Sobald von der Corona-Pandemie die Rede ist, steht unweigerlich das Wort Maske bzw. Maskenpflicht im Raum. In diesen Tagen erleben Nähgeschäfte eine selten dagewesene Hochkonjunktur und auch in meinem privaten Umfeld gibt es derzeit viele, die Nadel und Faden schwingen, um sich und andere mit sogenannten Behelfsmasken auszustatten.

Dabei sind der Phantasie keine Grenzen gesetzt, von einem einfachen Betongrau, über geometrische Formen bis hin zu verspielten Blumenmustern ist alles dabei. Auch viele Toomler werden in der Krise kreativ und statten neben dem Marktteam auch unsere Kunden mit einem Mund-Nasen-Schutz aus. Von den Kollegen aus Hof (Bayern) weiß ich, dass sie einen Samstag lang eine Sonderschicht eingelegt und Einwegmasken aus Zewa-Tüchern und Gummibändern hergestellt haben. Die Mitarbeiter wurden von der Oma eines Mitarbeites mit Stoffmasken ausgestattet.

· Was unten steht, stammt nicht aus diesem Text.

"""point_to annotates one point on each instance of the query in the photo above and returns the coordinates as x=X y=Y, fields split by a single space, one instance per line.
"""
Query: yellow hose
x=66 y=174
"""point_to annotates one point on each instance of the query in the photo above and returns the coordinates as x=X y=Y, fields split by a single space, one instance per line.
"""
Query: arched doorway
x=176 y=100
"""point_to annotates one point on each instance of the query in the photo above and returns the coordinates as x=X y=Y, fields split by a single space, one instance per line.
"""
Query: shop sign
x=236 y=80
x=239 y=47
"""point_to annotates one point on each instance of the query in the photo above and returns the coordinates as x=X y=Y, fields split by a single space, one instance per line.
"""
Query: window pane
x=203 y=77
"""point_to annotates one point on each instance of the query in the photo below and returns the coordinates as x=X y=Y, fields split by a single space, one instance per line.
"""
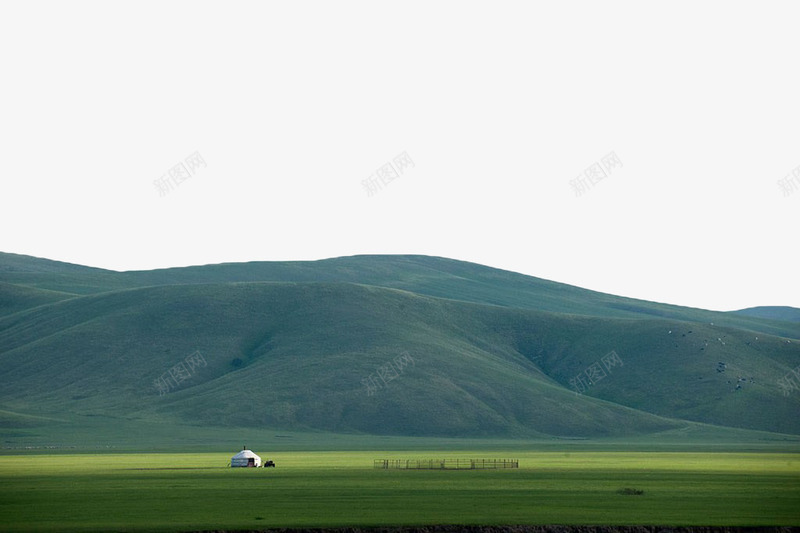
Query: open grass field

Im sächsischen Schneeberg versorgt meine Kollegin Andrea das Marktteam mit Stoffmasken. Bevor sie die Masken nähen konnte, musste sie erstmal Vorarbeit leisten. Im Internet hat sie nach passenden Schnittmustern gesucht und sich für dasjenige entschieden, das ihrer Meinung nach die Gesichtspartie am besten schützt. Privat ist sie mit einer Altenpflegerin befreundet, auch mit ihr hat sie sich intensiv bezüglich der richtigen Passform ausgetauscht. Das Nähen hat sie sich selbst beigebracht. Neben Schulranzen und Handtaschen hat sie auch schon aufwendige Kostüme geschneidert.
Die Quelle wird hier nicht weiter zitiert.